On the other hand, if defendant used unlawful means, it may be that it could be held in damages for committing the tort of unlawful interference with plaintiff's contract. "It is a wrongful act, done intentionally, without just cause or excuse, and from this a malicious motive is to be inferred. This does not necessarily mean actual malice or ill-will * * *. The action is predicated not on the intent to injure, but on the intentional interference, without justification, with A's contractual rights, with knowledge thereof. It is a legal wrong and one who commits it, if damage be sustained, must answer therefor." (Campbell v. Gates, 236 N.Y. 457, 460.) Self-interest may be the legal justification which negatives intent to injure, but of course it cannot afford legal justification for the intent to interfere with a contract by unlawful means. Defendant, it is alleged, knowingly and intentionally accomplished the destruction of plaintiff's tributary contract by wrongfully inducing a breach of the source contract. There results just as effective an interference with plaintiff's contract rights as though the initial move had been directed at plaintiff's own contract. The circuity of defendant's actions will not relieve it of responsibility for its tortious misconduct.
But there is no point to further detailing deficiencies in the complaint. Plaintiff must recite in nonconclusory language facts establishing all the elements of a wrongful and intentional interference with his contractual rights (Lamb v. Cheney & Son, 227 N.Y. 418; Hornstein v. Podwitz, 254 N.Y. 443; Goodman Bros. v. Ashton, 211 App. Div. 769). As was said in a somewhat analogous situation, "the complaint is plentifully besprinkled with allegations that defendants did certain things `wrongfully and maliciously,' but these amount to nothing more than the pleader's conclusions from unalleged facts." (De Jong v. Behrman Co., 148 App.
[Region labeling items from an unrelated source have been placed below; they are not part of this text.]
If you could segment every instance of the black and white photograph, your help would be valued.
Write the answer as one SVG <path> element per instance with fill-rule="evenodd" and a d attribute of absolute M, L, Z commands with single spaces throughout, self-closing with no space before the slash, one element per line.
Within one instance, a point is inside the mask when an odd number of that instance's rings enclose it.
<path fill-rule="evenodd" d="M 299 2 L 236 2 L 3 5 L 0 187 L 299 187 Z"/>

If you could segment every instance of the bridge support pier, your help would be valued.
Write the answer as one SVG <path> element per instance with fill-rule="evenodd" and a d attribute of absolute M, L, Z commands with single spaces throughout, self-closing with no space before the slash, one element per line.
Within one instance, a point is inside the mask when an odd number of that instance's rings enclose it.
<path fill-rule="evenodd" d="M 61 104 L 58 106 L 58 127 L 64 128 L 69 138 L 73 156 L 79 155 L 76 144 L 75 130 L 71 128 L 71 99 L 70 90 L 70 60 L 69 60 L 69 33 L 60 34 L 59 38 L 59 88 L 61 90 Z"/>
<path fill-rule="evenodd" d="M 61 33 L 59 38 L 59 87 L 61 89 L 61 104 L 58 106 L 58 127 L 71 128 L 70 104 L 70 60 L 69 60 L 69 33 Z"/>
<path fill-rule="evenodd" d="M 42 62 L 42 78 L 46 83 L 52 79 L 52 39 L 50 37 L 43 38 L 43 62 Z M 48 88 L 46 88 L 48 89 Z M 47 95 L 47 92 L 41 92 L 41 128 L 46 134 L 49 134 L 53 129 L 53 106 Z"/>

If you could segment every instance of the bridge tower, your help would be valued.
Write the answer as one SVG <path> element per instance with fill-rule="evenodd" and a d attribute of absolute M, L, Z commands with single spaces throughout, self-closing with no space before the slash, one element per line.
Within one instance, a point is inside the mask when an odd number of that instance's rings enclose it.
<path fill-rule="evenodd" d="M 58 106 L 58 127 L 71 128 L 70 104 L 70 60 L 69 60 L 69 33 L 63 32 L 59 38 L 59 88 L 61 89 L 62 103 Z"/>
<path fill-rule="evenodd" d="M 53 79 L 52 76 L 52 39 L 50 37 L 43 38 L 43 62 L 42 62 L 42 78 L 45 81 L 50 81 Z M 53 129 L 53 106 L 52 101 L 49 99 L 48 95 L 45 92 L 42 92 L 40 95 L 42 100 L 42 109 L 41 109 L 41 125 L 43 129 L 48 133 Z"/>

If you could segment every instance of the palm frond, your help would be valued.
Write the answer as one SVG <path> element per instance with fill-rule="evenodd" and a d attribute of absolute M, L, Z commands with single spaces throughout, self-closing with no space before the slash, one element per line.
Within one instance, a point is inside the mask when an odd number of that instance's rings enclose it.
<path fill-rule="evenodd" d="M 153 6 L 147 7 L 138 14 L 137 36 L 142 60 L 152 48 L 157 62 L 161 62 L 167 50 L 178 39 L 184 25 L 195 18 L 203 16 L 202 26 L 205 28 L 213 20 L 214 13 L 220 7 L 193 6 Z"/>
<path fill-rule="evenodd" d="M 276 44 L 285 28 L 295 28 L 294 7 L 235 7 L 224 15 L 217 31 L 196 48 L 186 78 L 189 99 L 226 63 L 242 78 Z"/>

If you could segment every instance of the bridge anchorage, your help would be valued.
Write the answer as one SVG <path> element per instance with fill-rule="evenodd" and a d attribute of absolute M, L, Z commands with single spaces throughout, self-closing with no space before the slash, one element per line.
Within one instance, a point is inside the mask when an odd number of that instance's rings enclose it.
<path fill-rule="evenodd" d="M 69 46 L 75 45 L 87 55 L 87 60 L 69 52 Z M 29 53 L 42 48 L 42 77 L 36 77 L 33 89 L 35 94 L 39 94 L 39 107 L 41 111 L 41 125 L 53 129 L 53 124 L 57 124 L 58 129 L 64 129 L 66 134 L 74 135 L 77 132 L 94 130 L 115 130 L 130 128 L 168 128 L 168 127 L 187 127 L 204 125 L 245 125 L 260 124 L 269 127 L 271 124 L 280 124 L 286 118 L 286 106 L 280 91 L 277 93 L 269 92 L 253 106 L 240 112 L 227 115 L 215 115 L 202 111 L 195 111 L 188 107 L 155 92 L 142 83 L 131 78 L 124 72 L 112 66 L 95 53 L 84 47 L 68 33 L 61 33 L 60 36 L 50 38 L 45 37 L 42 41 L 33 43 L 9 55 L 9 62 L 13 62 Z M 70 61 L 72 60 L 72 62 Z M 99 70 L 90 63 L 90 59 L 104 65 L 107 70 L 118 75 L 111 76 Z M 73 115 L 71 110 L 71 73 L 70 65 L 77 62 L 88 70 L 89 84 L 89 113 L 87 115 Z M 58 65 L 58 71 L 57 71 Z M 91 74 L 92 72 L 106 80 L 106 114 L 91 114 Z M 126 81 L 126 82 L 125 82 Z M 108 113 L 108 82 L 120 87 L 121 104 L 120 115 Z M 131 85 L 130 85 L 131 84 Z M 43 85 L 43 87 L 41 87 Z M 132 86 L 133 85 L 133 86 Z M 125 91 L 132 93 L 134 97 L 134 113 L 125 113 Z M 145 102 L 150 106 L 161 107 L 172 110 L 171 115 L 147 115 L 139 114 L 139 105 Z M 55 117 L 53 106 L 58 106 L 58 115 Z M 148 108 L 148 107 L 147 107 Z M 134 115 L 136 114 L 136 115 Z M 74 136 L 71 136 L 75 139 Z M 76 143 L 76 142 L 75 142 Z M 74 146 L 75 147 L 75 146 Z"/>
Div. 37, 40.)
Since plaintiff's failure to plead a good cause of action for wrongful interference with contract may be due to his attempt to blend it with an action for prima facie tort, we are loath to disturb the exercise of discretion by Special Term in granting leave to serve a fifth amended complaint. The order, therefore, should be affirmed, with costs to defendant.
Order unanimously affirmed, with $20 costs and disbursements to the defendant.